- Born: 29 April 1832
- Died: 15 February 1910 (aged 77)
- Education: University of St. Andrews
- Occupation: Physician

= Alfred Eteson =

Deputy surgeon general with the Bengal Medical Service

Alfred Eteson CB (29 April 1832 - 15 February 1910) was deputy surgeon general with the Bengal Medical Service. He served during the Indian Rebellion of 1857 and the Second Anglo-Afghan War and was mentioned in dispatches three times.

==Early life and education==
Alfred Eteson was born on 29 April 1832. He became a member of the Royal College of Surgeons in 1854, and obtained his degree in medicine at the University of St. Andrews in 1878.

He married Evelyn Margaret Fenton, daughter of John Fenton of Ealing, Middlesex. She died at Roorkee, in the North-Western Provinces of India, on 31 August 1868 at the age of 22.

==Career==
Eteson joined the Bengal Medical Service as an assistant surgeon in May 1854. He rose to become deputy
surgeon general in December 1883 after which he served as medical officer in Assam before retiring in 1889. In 1869 he treated an epidemic of ague among sappers and miners at Roorkee with quinine, arsenic, and sulphate of zinc. He attributed the disease to "the reflux tide of easterly winds laden with the pestiferous miasma of the Oudh and Rohilkund Terai".

He served in two major conflicts during his career. Firstly, the Indian Rebellion of 1857 (Indian Mutiny) of 1857-58, during which he was present at the relief of Arrah (1857), the capture of Juddespore, and the actions at Amorha and Khiree in modern Uttar Pradesh. He was mentioned in dispatches three times, and was awarded the Indian Mutiny Medal. Secondly, he served during the Second Anglo-Afghan War in 1879, and received the Afghanistan Medal. He also took part in the Akha Expedition in 1883-84.
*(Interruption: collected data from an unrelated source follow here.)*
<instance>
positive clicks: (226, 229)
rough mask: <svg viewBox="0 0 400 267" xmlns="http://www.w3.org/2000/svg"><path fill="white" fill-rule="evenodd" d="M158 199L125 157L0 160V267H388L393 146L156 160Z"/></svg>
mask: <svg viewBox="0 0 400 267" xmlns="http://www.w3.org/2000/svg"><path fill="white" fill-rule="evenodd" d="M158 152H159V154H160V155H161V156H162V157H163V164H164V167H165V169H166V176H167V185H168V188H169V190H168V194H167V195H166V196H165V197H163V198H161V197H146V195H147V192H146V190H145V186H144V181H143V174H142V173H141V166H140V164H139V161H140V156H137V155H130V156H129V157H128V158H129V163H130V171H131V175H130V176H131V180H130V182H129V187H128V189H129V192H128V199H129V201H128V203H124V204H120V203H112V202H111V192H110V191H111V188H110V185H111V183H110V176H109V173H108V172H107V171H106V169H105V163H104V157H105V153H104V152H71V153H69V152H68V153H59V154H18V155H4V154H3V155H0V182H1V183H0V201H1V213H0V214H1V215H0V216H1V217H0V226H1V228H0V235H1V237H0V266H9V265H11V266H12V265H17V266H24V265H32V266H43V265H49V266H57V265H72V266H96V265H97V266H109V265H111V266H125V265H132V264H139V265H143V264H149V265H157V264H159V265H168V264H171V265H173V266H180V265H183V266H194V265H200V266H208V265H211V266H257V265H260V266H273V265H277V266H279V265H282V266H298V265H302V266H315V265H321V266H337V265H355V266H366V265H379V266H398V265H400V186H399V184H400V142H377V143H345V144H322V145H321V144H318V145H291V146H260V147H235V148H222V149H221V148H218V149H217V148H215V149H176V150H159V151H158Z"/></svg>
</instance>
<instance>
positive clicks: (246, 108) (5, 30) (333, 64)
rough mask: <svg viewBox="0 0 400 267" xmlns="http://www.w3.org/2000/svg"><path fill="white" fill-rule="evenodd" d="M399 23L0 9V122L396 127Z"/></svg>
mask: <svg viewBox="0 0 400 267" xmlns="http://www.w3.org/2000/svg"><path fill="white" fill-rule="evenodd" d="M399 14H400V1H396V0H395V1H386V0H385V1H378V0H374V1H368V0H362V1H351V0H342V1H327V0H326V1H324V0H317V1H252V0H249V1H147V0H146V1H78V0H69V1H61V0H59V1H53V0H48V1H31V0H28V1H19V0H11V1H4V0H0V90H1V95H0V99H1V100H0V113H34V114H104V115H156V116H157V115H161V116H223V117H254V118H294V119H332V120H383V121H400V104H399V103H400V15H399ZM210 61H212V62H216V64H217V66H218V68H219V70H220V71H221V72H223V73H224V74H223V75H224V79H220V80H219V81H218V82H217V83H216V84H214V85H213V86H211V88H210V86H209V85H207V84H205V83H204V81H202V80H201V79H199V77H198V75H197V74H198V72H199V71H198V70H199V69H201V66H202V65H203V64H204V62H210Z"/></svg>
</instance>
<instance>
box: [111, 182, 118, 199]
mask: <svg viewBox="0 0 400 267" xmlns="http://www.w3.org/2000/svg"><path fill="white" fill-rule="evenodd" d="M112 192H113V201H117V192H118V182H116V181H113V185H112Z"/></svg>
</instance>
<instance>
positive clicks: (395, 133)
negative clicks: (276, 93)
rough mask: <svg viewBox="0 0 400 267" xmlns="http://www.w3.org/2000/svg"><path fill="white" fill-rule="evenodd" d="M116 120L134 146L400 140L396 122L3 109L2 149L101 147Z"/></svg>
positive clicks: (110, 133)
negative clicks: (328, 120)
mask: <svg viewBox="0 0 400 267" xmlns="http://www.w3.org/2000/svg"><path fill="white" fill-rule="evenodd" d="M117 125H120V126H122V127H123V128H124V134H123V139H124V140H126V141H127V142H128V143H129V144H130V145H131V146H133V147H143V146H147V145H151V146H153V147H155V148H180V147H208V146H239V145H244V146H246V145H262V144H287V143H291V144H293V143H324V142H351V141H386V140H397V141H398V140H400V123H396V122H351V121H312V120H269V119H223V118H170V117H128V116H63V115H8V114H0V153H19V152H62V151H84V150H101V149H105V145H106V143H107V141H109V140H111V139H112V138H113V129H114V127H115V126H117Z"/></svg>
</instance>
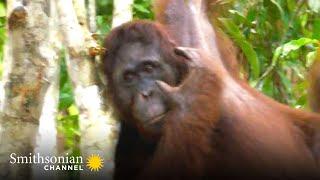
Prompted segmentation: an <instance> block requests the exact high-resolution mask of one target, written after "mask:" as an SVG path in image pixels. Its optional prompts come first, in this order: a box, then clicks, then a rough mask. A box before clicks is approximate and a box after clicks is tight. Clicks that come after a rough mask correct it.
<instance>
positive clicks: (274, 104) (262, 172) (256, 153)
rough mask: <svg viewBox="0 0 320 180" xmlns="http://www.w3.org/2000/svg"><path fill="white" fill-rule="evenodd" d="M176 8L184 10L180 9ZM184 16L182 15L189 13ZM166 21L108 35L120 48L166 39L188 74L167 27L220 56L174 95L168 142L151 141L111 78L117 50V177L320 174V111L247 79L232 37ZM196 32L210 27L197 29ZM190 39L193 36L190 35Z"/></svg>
mask: <svg viewBox="0 0 320 180" xmlns="http://www.w3.org/2000/svg"><path fill="white" fill-rule="evenodd" d="M173 1H174V0H171V1H170V0H164V1H162V7H164V9H162V10H161V12H165V8H166V7H167V4H168V3H169V2H173ZM176 1H177V2H180V1H181V2H182V1H183V2H184V0H176ZM159 2H161V1H159ZM199 2H200V0H199ZM180 8H181V7H180ZM175 10H177V11H176V12H179V7H176V8H175ZM180 15H181V16H182V18H184V17H185V16H188V14H184V13H181V14H180ZM189 15H190V14H189ZM162 16H163V15H162ZM161 22H162V23H164V25H165V27H166V28H163V27H162V26H160V25H158V24H153V23H150V22H146V21H140V22H135V23H129V24H126V25H124V26H122V27H119V28H117V29H116V30H114V31H113V32H112V33H111V34H110V35H109V36H108V38H107V40H106V48H107V50H109V51H110V52H115V51H116V50H115V49H116V48H119V47H120V46H122V45H123V44H125V43H128V42H130V41H131V40H132V39H131V38H135V39H139V38H141V42H144V41H146V42H147V41H159V42H161V43H162V46H161V47H162V48H163V52H162V53H163V55H165V57H166V59H167V60H168V62H169V63H171V64H172V66H174V67H176V68H177V69H179V72H180V75H181V78H182V77H184V75H185V74H186V73H187V69H188V68H187V67H186V66H185V63H182V62H181V61H180V59H179V58H177V57H176V56H175V55H174V53H173V49H174V47H175V44H174V43H173V42H172V40H171V39H170V37H169V35H168V34H167V33H166V32H165V31H166V30H168V31H169V33H170V35H171V36H173V37H175V40H176V41H177V44H178V45H189V46H191V47H196V48H200V49H201V47H207V50H208V47H210V48H209V49H211V50H213V51H212V52H215V53H217V52H218V53H219V55H218V54H215V53H212V52H209V53H208V52H206V53H204V54H207V53H208V55H201V58H200V61H201V62H202V63H203V65H202V66H201V68H199V67H197V68H195V69H196V72H197V73H196V74H193V75H194V76H192V77H191V78H190V77H189V78H188V79H187V80H186V81H184V83H183V85H182V86H181V88H180V90H179V91H177V93H175V95H172V96H171V95H170V98H171V99H173V101H176V102H178V103H179V101H177V100H175V98H174V97H175V96H180V99H181V98H183V101H181V102H180V104H179V105H178V106H174V107H175V108H174V109H173V110H172V111H171V112H170V113H169V114H167V116H166V118H165V121H166V125H165V127H164V130H163V134H162V136H161V138H160V141H159V142H149V141H146V139H145V138H144V137H142V136H141V134H139V133H138V131H137V130H136V129H135V128H134V126H132V124H133V123H134V121H133V119H132V117H130V115H129V114H130V112H127V110H126V109H124V107H123V106H121V102H119V101H117V96H116V93H117V92H115V91H114V87H112V79H110V77H111V74H112V72H113V68H114V66H113V61H112V60H113V59H114V57H113V56H114V55H115V54H112V53H107V54H106V56H105V59H107V60H108V62H105V72H106V74H107V77H108V78H109V79H108V80H109V87H108V89H109V95H110V96H111V97H112V98H111V99H112V101H113V103H114V107H115V110H116V111H119V112H121V114H118V118H120V119H121V120H123V121H122V132H121V134H120V140H119V143H118V147H117V153H116V172H115V179H136V178H139V177H140V178H141V179H199V178H201V177H202V178H209V179H211V178H212V177H219V176H227V177H232V176H237V177H241V176H242V177H247V179H250V177H254V176H256V177H260V178H267V179H271V178H275V179H289V178H301V177H302V176H304V177H308V176H309V177H311V176H316V177H318V174H317V173H316V172H315V171H318V170H317V169H315V168H319V167H318V166H317V165H318V164H319V154H320V153H319V151H320V148H319V144H318V143H319V142H320V140H318V139H320V138H319V132H320V130H319V127H320V123H319V122H320V117H319V116H318V115H317V114H313V113H306V112H302V111H300V110H294V109H291V108H289V107H287V106H285V105H282V104H279V103H277V102H275V101H273V100H272V99H270V98H268V97H266V96H264V95H263V94H261V93H259V92H257V91H256V90H254V89H253V88H251V87H249V86H248V84H246V83H245V82H242V81H241V80H239V79H238V66H237V62H236V56H235V55H234V54H233V53H232V48H229V47H231V46H230V44H229V41H228V43H226V44H223V43H220V42H222V41H218V40H217V41H215V46H208V44H210V42H203V41H202V42H201V41H197V40H196V39H194V37H192V35H190V34H189V35H190V36H188V33H186V34H183V33H184V32H179V31H178V30H180V29H183V28H189V27H188V23H187V24H183V23H182V24H178V22H176V23H177V24H176V25H178V27H177V26H175V24H169V26H168V24H166V21H165V20H164V21H161ZM184 22H188V21H184ZM179 26H180V27H179ZM193 27H194V26H190V28H193ZM175 28H176V29H175ZM198 28H199V27H198ZM136 31H141V32H144V33H143V34H144V35H145V36H141V37H136V36H135V35H134V32H136ZM175 31H176V32H175ZM192 31H193V32H197V31H199V32H203V31H200V30H199V29H197V28H195V29H193V30H192ZM208 32H210V31H208ZM208 32H207V33H208ZM204 33H206V31H205V32H204ZM179 35H181V36H179ZM200 35H201V34H200ZM211 35H212V34H211ZM217 36H218V38H219V35H217ZM210 37H211V36H210ZM214 37H216V35H214ZM179 38H180V39H179ZM187 38H189V40H188V41H185V40H186V39H187ZM190 38H191V39H190ZM202 43H205V45H204V46H202V45H203V44H202ZM113 48H115V49H113ZM205 49H206V48H205ZM223 50H224V51H223ZM209 54H210V55H209ZM199 69H200V71H199ZM170 98H169V99H170ZM182 107H183V108H182Z"/></svg>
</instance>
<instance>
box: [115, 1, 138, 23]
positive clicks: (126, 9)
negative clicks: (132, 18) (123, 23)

In 1907, he was made a Companion of the Bath in connection with the fiftieth anniversary of the mutiny.

In 1892 he was a member of the Hertfordshire Natural History Society and Field Club.

==Death and legacy==
Eteson died after a short illness on 15 February 1910. His residence at the time of his death was Longridge Road, Kensington, Middlesex. He left an estate of £2,024. Probate was granted to Beatrice Lilian Whelpdale, wife of Arthur William Whelpdale, Harold Anthony Beeching, bank manager, and Gerald Arthur Eteson, brewer.